No entanto, nossa relação originária e mundana com nós mesmos como entes atuantes não apenas pressupõe a ocultação; essa relação e sua ocultação podem se tornar ocultas e encobertas em e por meio de nossas interpretações orientadoras de nós mesmos e do mundo. A phronesis é reveladora — é um aletheuein — precisamente porque a ocultação é intrínseca ao ser do eu como ser atuante. Como diz Heidegger: “Na medida em que o próprio ser humano é o objeto do aletheuein da phronesis, o ser humano deve estar em uma situação de ser encoberto de si mesmo, de não se ver, de modo que um a-letheuein explícito é necessário para se tornar transparente [durchsichtig] para si mesmo” (GA19, 51). A revelação de si mesmo, a obtenção da transparência, é relativa à situação prática; é radicalmente finita e, como tal, uma tarefa infinita, que deve ser realizada sempre de novo. [GA19, 56] Além disso, a ocultação de si mesmo não é apenas um resultado possível de uma determinada autointerpretação. Como Aristóteles indica com referência ao prazer e à dor, um estado de espírito ou sintonia pode ocultar o ser humano de si mesmo, de modo que a arche “não se mostra (em phainetai) como tal.” [GA19,51-52; EN, 1140b17] E, por essa razão, a phronesis deve ser repetidamente recuperada (soizei) por uma certa compostura (sophrosyne) (EN, 1140 b10f.).

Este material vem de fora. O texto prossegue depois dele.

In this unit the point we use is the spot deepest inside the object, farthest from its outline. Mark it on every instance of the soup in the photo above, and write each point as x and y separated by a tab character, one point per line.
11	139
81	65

Assim, Heidegger resume inicialmente a phronesis da seguinte forma:
A phronesis não é, portanto, nada evidente, mas é uma tarefa que deve ser assumida em uma prohairesis…. A phronesis é uma hexis de aletheuein, “um tipo de disposição do Dasein humano no qual disponho sobre a transparência do mim mesmo.”3) (GA19, 52)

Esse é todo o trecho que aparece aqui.